All data has been migrated (including user logins/passwords) to a new phpBB version.


For more information, see this announcement post. Click the X in the top right-corner of this box to dismiss this message.

sugestion

Old posts that have not been replied to for several years.
Locked
User avatar
caesar
Mint Rubber
Posts: 3776
Joined: Sun Oct 14, 2001 8:00 pm
Location: Mint Factory

sugestion

Post by caesar »

Hi,
I'm going to put some trivia on a channel and I have about 11000 questions in a file.
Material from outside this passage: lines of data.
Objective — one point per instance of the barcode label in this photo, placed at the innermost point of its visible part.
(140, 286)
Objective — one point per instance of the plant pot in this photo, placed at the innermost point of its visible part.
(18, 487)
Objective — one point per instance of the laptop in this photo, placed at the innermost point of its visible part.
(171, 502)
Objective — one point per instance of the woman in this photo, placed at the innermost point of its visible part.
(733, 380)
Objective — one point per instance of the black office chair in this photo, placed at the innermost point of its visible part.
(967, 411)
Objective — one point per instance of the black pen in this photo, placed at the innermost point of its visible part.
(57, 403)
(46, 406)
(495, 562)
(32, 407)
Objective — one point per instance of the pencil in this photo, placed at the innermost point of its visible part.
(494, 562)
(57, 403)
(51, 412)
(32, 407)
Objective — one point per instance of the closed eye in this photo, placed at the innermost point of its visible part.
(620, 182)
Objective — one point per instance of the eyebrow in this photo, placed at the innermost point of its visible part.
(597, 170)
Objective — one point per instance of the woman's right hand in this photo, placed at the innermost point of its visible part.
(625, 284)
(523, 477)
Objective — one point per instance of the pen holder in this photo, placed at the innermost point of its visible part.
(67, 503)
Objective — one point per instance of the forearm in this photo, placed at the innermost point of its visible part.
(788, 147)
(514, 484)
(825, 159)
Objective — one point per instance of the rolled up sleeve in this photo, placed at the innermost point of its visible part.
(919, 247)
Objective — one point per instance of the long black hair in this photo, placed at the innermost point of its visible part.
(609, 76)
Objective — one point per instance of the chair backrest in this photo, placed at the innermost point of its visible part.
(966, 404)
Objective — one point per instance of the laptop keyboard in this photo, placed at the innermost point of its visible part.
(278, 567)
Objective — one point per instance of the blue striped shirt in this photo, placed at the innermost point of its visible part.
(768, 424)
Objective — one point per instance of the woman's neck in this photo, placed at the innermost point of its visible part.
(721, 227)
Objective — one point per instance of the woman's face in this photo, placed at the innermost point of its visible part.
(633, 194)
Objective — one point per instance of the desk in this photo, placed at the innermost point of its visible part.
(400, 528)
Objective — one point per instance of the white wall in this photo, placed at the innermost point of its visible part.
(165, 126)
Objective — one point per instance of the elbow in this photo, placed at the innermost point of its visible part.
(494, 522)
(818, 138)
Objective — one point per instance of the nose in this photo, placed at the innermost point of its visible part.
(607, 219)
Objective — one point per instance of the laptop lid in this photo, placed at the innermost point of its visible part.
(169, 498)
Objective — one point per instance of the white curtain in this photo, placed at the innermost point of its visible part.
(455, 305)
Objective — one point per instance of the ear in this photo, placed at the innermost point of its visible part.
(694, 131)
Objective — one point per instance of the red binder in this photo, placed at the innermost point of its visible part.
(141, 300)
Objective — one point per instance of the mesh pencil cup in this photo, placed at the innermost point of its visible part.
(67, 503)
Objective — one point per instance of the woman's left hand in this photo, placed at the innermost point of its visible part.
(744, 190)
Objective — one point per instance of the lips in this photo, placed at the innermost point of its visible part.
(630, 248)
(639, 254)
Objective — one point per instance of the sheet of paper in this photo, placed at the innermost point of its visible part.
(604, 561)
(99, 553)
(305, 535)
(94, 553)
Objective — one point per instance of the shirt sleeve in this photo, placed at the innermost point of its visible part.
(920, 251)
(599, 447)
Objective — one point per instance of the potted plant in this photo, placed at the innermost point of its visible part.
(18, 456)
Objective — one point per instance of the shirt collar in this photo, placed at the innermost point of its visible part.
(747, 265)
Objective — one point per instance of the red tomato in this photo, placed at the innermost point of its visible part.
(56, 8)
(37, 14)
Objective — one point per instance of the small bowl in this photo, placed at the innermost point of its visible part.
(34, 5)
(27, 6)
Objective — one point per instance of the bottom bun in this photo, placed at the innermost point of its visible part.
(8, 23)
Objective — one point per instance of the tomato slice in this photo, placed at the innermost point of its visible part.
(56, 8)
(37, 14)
Some of them are repeated and I want to remove the *clones* and leave only one. Also, for the to long questions to be removed. Any ideeas? I was thinking to get the *line* length and remove it if it's bigger than *x*, or something like this..
Once the game is over, the king and the pawn go back in the same box.
User avatar
arcane
Master
Posts: 280
Joined: Thu Jan 30, 2003 9:18 am
Location: Germany
Contact:

Post by arcane »

hehe... i would write me some short c++ program to do this for me :D
User avatar
caesar
Mint Rubber
Posts: 3776
Joined: Sun Oct 14, 2001 8:00 pm
Location: Mint Factory

Post by caesar »

Heh, good for you. I don't now C* at all :)
Once the game is over, the king and the pawn go back in the same box.
User avatar
De Kus
Revered One
Posts: 1361
Joined: Sun Dec 15, 2002 11:41 am
Location: Germany

hmmm

Post by De Kus »

if the whole thing is read in a table, you would only have to make 2 foreach and check each line against each other. this could take a while, but its a onetime srcipt, so who cares? :). for the length... isnt there a linelength count command!? just include this check ^-^.
User avatar
arcane
Master
Posts: 280
Joined: Thu Jan 30, 2003 9:18 am
Location: Germany
Contact:

Post by arcane »

for clone-detection:
i think it saves time, if you first sort the lines and then check only the next...
c++: if youre interested in a win-app i could help you.
p
ppslim
Revered One
Posts: 3914
Joined: Sun Sep 23, 2001 8:00 pm
Location: Liverpool, England

Post by ppslim »

This is a small Tcl application. It doesn't work on eggdrop, as it's designed for the command line.

Code: Select all

#!/usr/bin/tclsh

proc out {text} {
  puts stdout $text
}

proc usage {} {
  global argv0
  out "Usage: $argv0 \[InputFile\] \[OutputFile\] <MaxLen>"
  out "\[InputFile\] : File to filter for duplicate or long entries"
  out "\[OuputFile\] : File to create with filtered output"
  out "<MaxLen> : If lines should be a maximum length, specify the limit here (optional). 0 or not given disables this"
  exit
}

if {$argc < 2} { usage }
set in [lindex $argv 0]
set out [lindex $argv 1]
set max 0
if {$argc >= 3} { set max [lindex $argv 2] }
if {[regexp -- {[^0-9]} $max]} {
  out "Invalid max length given"
  usage
}

if {(![file exits $in]) || ([file exists $out])} {
  out "Input file doesn't exist, or output is allready there"
  usage
}

set fp [open $in r]
set buf [read $fp]
set outbuf [list]
close $fp

out "Scanning file"

set idx 1
foreach line $buf {
  if {[lsearch -exact [lrange $buf $idx end] $line] >= 0} {
    incr idx
    continue
  }
  if {($max) && ([string length $line] > $max)} {
    incr idx
    continue
  }
  lappend outbuf $line
  incr idx
}
out "Writting output buffer"
se fp [oepn $out w]
foreach a $outbuf {
  puts $fp $a
}
close $fp
out "Output complete. Discarded [expr [llength $buf] - [llength $outbuf]] record(s)"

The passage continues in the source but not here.